For years I’ve been using the same username for many websites but with different passwords. I did it for convenience but I also had this vague idea that I was crafting some kind of an overall online identity which would be uniquely identifiable as me, would be consistent over time and would serve as an informal history to build my technical reputation and credibility. But now that I see the results I don’t like it even though there are not any individual postings or fragments of data that I’m ashamed of or embarrassed about. It’s just that when I see them all together the effect is unsettling and feels like I’ve been under surveillance all these years.
In some cases I made either bad choices or misinformed decisions. For example, by way of Googling my name recently, I found my work phone number in the web archives of a members only listserv for people in my industry. I recall making the decision to put my phone number in my email signature because I was posting specific information that I thought would help guys doing my same job in other organizations. There are few enough of us that I figured I’d be happy to help if one of them were to call me to ask for more details or advice. The problem is that, while I knew that registered members (i.e., people in my industry) would be able to search the archives, I had no idea that the thread was going to end up on Google. That was just simple misinformed decision. But my initial settings on my Twitter.com account turned out to be a case of making a genuinely bad decision, then forgetting all about it.
Working in IT has made me pretty cynical about the usefulness and security of new technologies that take the world by storm. I avoided bothering to sign up for Twitter for longer than most people; Larry King was probably Twittering before I was. But suddenly, in mid-June of this year, I heard a news report about Iranian election protesters using Twitter to communicate the locations of antigovernment rallies and the IP addresses of sympathetic proxy servers for bypassing Iran’s web filters. I created a Twitter account in a hurry and began following the action as described by thousands of Iranian Twitterers in real time.
But the mistake I made was when I first created my Twitter account. I did not check the “Protect my tweets” box in the Account tab of the Settings page. I figured that if I was going to cheer for the good guys from the sidelines of this new use of Twitter then I should let everyone see anything I posted. Specifically, I was dissuaded from checking the box by the warning that, “…only those you approve will receive your tweets. You will not appear on the public timeline.” So I left it unchecked. I posted a few words of encouragement and advice over the next few days until I, and the rest of the planet, decided that the Iranian government must have by then, surely started to use or at least surveil Twitter to their own advantage.
That was the end of my Twitter usage as far as I was concerned. But a few months later some friends and I went to a multi-track IT security convention and agreed to communicate our locations and statuses to each other by way of Twitter. This is one of the best uses I’ve seen for Twitter. It worked out great for us. We were able to advise each other to avoid lame speakers, hurry to a certain room that was filling up fast before a popular speaker arrived, etc.

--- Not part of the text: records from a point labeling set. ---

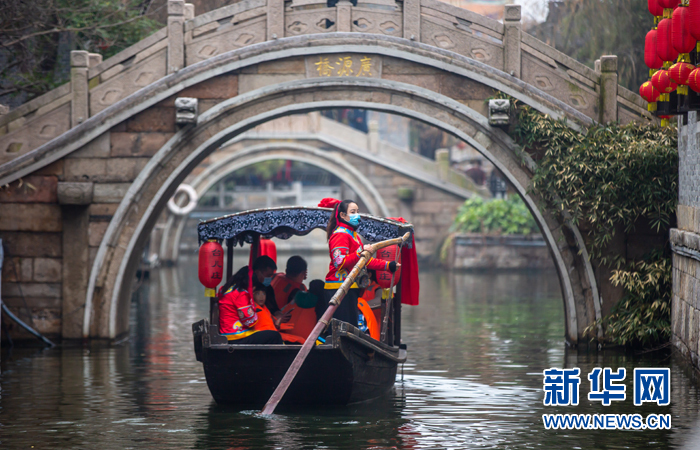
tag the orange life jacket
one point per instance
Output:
(371, 292)
(301, 322)
(372, 324)
(283, 286)
(265, 320)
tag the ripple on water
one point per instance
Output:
(477, 346)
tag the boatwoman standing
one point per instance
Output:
(345, 246)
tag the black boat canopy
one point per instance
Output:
(285, 222)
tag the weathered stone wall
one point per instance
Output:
(478, 251)
(685, 242)
(95, 84)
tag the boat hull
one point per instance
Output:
(350, 368)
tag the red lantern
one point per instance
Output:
(651, 58)
(668, 4)
(655, 8)
(649, 92)
(664, 45)
(694, 18)
(694, 80)
(663, 83)
(384, 276)
(681, 39)
(211, 266)
(680, 72)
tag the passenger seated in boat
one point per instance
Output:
(243, 319)
(303, 310)
(287, 284)
(264, 269)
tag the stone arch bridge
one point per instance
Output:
(389, 181)
(91, 165)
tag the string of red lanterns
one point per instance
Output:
(667, 49)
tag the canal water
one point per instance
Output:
(478, 344)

Plus we could coordinate our after hours rendezvous each evening. Fortunately I did not tweet anything like “hey dudes I’m still @ the motel. I accidentally killed another hooker”, because, as I later found out, everything I posted to twitter ended up on google.
Back when I made the initial decision to not check the “Protect my tweets” box, I vaguely assumed that my tweets would be searchable by anonymous users on Twitter.com only. But I did not expect that when I chose to make texts searchable by other users that also meant Google. Worse, or rather, weirder, I’ve since discovered that my small collection of tweets have been indexed and linked to by several other sites, including some site that lists tweets associated with particular retailers. Apparently I am a good person to follow if you want to find deals at Neiman Marcus! WTF?

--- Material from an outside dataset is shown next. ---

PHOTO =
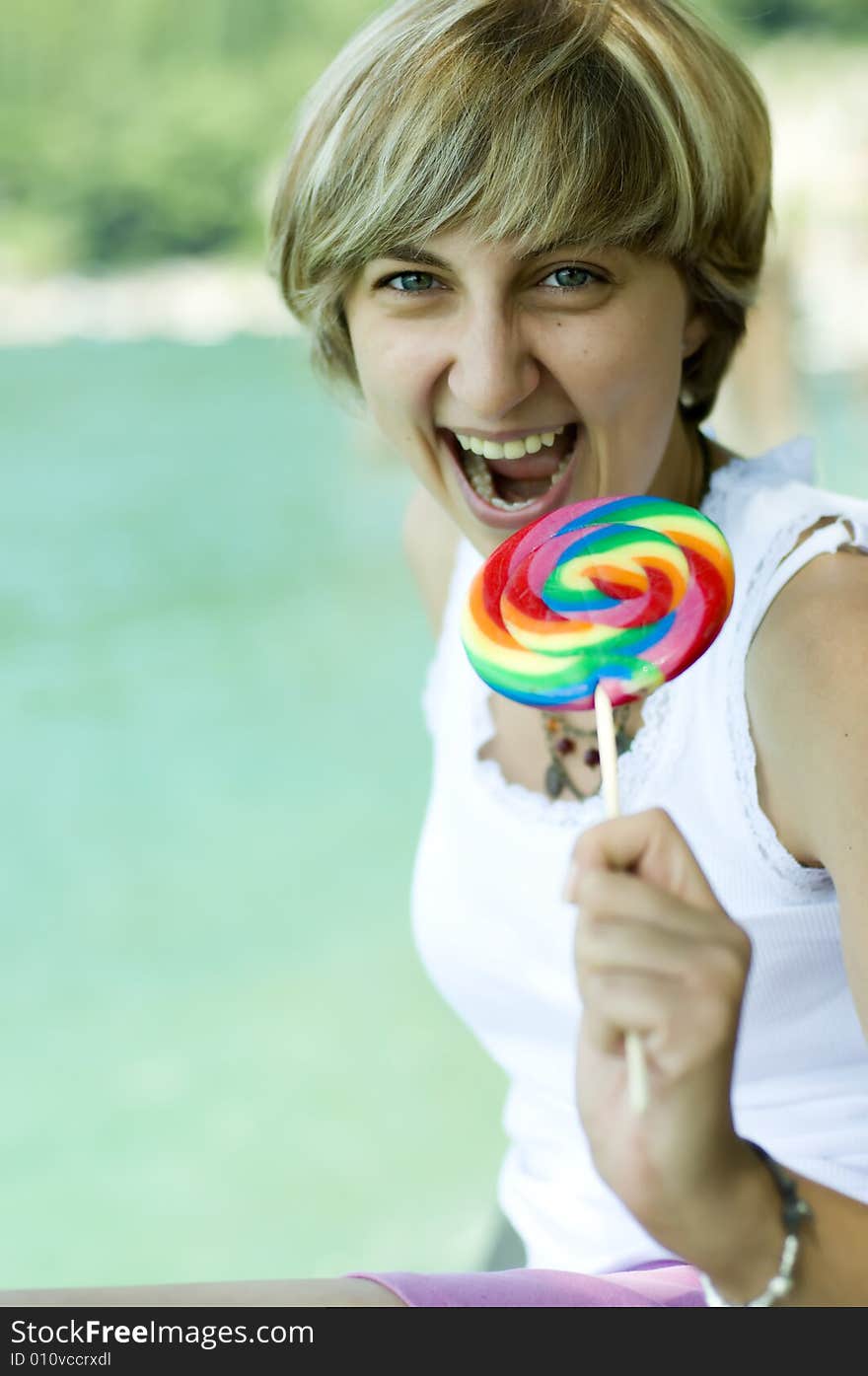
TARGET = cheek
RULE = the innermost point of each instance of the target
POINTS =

That last oddity is an example of a recent phenomenon of crawling and indexing the so called “deep web”. Basically, specialty websites post the results of hypothetical searches of other sites which have their own specific data. This is a big subject. It has other names too, and aspects other than what I describe here. I’m just now learning about how it works on the back end. But so far I’m seeing that these deep web links add a menacing and creepy feeling to the previously benign and narcissistic pastime of self-googling. One site listed my birth month and year, a few of my tweets, a research paper I co-authored, and my boss’ Facebook page. Yes, this collective and unintended dossier on me is invasive and aggravating. But if I was your 11 year old kid it would be time to panic.

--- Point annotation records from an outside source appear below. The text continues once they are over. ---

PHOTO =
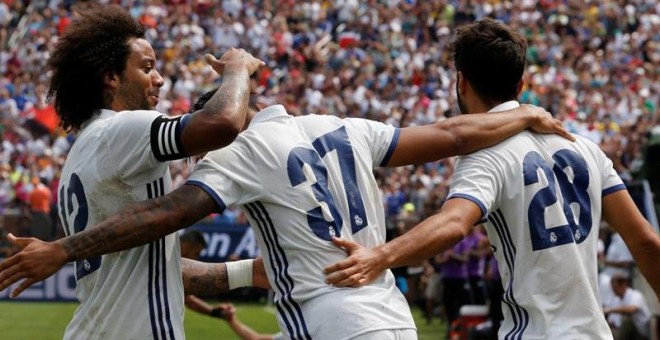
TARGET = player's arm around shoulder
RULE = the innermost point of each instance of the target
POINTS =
(622, 214)
(470, 132)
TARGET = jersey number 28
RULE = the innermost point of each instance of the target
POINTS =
(570, 170)
(80, 214)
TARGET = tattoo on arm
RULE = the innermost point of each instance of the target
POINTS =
(141, 223)
(201, 278)
(235, 90)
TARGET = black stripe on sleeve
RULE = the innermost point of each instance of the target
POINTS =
(165, 138)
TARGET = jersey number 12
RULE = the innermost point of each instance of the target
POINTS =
(80, 215)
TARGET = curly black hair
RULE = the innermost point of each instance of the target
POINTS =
(491, 56)
(92, 46)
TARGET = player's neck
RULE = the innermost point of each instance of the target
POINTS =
(478, 106)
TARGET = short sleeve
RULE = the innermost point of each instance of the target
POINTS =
(476, 179)
(229, 175)
(140, 140)
(381, 139)
(611, 182)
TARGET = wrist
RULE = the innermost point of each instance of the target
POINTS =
(235, 66)
(217, 312)
(62, 251)
(239, 273)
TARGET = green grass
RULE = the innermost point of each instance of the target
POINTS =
(45, 321)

But there is opportunity here too, for somebody. At least one site, Zabasearch.com, offers to remove a single public record from the web for $20. In my case it was the street address of an apartment I lived in during college. Will we see more of this in the future? Will we all be extorted into paying to have this kind of “deep web” data collection and correlation taken down from websites we’ve never even visited? Might it morph into a new spin on the old “protection” racket? I am not sure.
But one thing I am sure of is that, increasingly, the online identities and reputations we’re all cultivating, the deliberately crafted kind and the kind that accumulate haphazardly, will be yet another thing that somebody else owns the rights to.
I have many thoughts on this topic. I tend to think there’s no avoiding the aggregation of this sort of data, so I usually advise the following:
1. Take an active role shaping your Google results. If you work at it, you can control the first couple pages of results.
2. Alternately, since data removal is an iffy proposition at best, you can always flood the net with intentionally bad data.
I briefly considered creating a service called de-Google that would remove undesirable Google search results. I quickly realized that wouldn’t be possible in most cases. In the end, the best you can hope for is to outrank the results you don’t like.
Phew. I was reading this post and had assumed, incorrectly, that Kirk had written it. Halfway through I was thinking, “I never knew that about Kirk” and “I thought he was MUCH more active on Twitter”. Valuable lessons, and thanks for being someone other than Kirk. I was on the verge of rewriting my whole understanding.
I like Kirk’s idea of using brute force on Google. If you can get any sensitive or undesirable information off the first 5 pages of Google, I would think you would be OK. When was the last time you even hit the third page on a Google search? I see most people give up if the information they want isn’t the top search result.